For the second part of this, we'll need a better way for users - and developers - to handle the ACLs. For browsers that ship official release builds, it makes sense that they'd have signed installers which can set the directory's permissions at install time, and never have to worry about it again. For smaller projects and for developers though, it's something you'll have to remember to do any time you run an Electron app from a new location.
One way of handling this is to make your Electron app check at launch whether the ACLs have been set for the directory, and if not, set them. A basic version of this might look something like the following code. Keep in mind that this ends up being a blocking operation on first run, and can take a while if you have a lot of files in your working directory, so it might be worthwhile to communicate to the user that something is happening via a splash screen or status message.
const ACL_STRINGS = [
'S-1-15-3-1024-2302894289-466761758-1166120688-1039016420-2430351297-4240214049-4028510897-3317428798:(OI)(CI)(RX)',
'S-1-15-3-1024-3424233489-972189580-2057154623-747635277-1604371224-316187997-3786583170-1043257646:(OI)(CI)(RX)',
];
function initACLs() {
return new Promise(resolve => {
if (process.platform == 'win32') {
// Check working directory's existing ACLs against our list of ACL strings
child_process.exec('icacls .', null, (err, output) => {
let existing_acls = output.toString();
let missing_acls = ACL_STRINGS.filter(acl => existing_acls.indexOf(acl) == -1);
if (missing_acls.length > 0) {
// ACLs not found, set them now
let cmd = 'icacls .';
missing_acls.forEach(acl => cmd += ` /grant *${acl}`);
child_process.exec(cmd, null, resolve);
} else {
// ACLs already set, continue
resolve();
}
});
} else {
// Not on Windows, nothing to do!
resolve();
}
});
}
initACLs().then(() => {
// Launch your app here
});
So, we've now got a nice standalone app that launches into our 3d experience.
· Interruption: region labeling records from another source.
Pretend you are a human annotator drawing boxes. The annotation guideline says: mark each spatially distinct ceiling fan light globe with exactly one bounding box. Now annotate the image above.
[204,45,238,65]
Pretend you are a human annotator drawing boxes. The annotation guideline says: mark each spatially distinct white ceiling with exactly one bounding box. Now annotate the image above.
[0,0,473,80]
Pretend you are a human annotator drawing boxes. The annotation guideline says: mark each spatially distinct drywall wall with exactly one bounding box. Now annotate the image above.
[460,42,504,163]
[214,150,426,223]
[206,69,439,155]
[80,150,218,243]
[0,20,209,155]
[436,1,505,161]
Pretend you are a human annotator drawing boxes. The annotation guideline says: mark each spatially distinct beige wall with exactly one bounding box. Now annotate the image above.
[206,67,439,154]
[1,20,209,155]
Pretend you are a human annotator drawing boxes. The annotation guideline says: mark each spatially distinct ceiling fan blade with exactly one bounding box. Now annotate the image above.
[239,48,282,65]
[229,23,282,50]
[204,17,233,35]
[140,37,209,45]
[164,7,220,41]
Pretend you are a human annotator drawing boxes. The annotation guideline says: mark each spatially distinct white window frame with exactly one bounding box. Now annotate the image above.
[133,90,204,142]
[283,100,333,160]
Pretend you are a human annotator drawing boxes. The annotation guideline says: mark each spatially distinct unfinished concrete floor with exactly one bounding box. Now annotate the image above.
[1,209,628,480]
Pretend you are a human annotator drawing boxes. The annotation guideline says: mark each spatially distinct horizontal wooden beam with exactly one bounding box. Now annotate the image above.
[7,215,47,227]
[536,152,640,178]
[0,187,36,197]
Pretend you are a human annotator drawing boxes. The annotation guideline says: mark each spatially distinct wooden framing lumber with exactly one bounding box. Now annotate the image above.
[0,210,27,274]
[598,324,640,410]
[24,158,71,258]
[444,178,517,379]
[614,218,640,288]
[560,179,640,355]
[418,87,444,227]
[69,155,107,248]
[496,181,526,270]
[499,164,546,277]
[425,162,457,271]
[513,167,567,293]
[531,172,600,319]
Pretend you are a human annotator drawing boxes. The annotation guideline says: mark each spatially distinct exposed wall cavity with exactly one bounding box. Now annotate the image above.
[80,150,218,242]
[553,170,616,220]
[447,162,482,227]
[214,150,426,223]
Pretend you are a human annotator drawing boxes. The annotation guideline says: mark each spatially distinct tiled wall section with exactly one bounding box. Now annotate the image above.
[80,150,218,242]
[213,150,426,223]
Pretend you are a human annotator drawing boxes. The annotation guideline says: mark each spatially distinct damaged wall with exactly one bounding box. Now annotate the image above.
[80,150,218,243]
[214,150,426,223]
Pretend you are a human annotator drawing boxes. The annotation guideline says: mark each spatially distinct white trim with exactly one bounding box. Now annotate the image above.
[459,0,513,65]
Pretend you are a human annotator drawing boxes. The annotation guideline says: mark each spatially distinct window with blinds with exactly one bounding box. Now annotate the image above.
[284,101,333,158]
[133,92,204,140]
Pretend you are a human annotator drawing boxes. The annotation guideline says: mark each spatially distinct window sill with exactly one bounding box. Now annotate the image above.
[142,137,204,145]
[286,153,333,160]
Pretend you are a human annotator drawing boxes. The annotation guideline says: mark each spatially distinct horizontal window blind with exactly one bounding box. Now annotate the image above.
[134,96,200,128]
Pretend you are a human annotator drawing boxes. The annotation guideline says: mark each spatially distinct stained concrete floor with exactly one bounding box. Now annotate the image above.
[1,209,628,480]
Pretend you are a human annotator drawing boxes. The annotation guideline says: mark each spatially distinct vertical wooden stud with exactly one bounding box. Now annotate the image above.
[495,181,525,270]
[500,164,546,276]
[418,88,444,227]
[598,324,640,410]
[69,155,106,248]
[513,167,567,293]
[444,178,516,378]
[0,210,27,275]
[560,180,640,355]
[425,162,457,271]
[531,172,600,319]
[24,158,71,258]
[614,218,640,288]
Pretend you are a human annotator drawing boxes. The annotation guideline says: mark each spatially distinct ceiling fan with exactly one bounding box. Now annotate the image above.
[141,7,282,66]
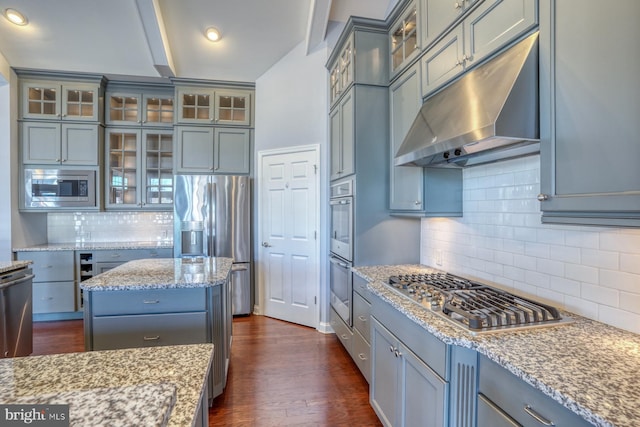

The user can click a button to activate VR at any time, and our app can be experienced on any desktop-connected VR headset that supports OpenXR. Our app can be distributed and run without needing any app store approval - no 30% cut, no gatekeepers, we can push updates on our own schedule and we can target an audience as niche or as widespread as we want. I'd like to see more software like this, which just treats VR and AR as an upgraded immersive mode you can drop in and out of at any time, rather than as an all-in kind of experience - casually integrating XR as a powerful tool in our productivity and entertainment pipelines. These XR devices should be tools that build upon our existing abilities, rather than trying to replace what we already do today with something new.
Unfortunately, this isn't the mental model that these platforms have been built for, so that's not necessarily how people expect to use their devices. Generally speaking, if someone wants to load something on their Rift, their Index, or their Quest, each platform provides its own VR shell, and users put their headset on and get dropped into their platform's app store / library / home experience, which gives them an in-VR way of picking which experience to launch. Currently, our app doesn't work that way - Chromium's WebXR implementation requires users to perform an explicit user gesture like clicking a button to enter VR, and these VR shells don't yet seamlessly handle 2d apps launched from the app store, so when we launch our app the 2d client appears on our monitor, but nothing happens in VR. We'll need to figure out how to automatically start a WebXR session at launch.
I'll be covering that work in a follow-up article - as with anything involving the Chromium codebase, it's trickier than it sounds!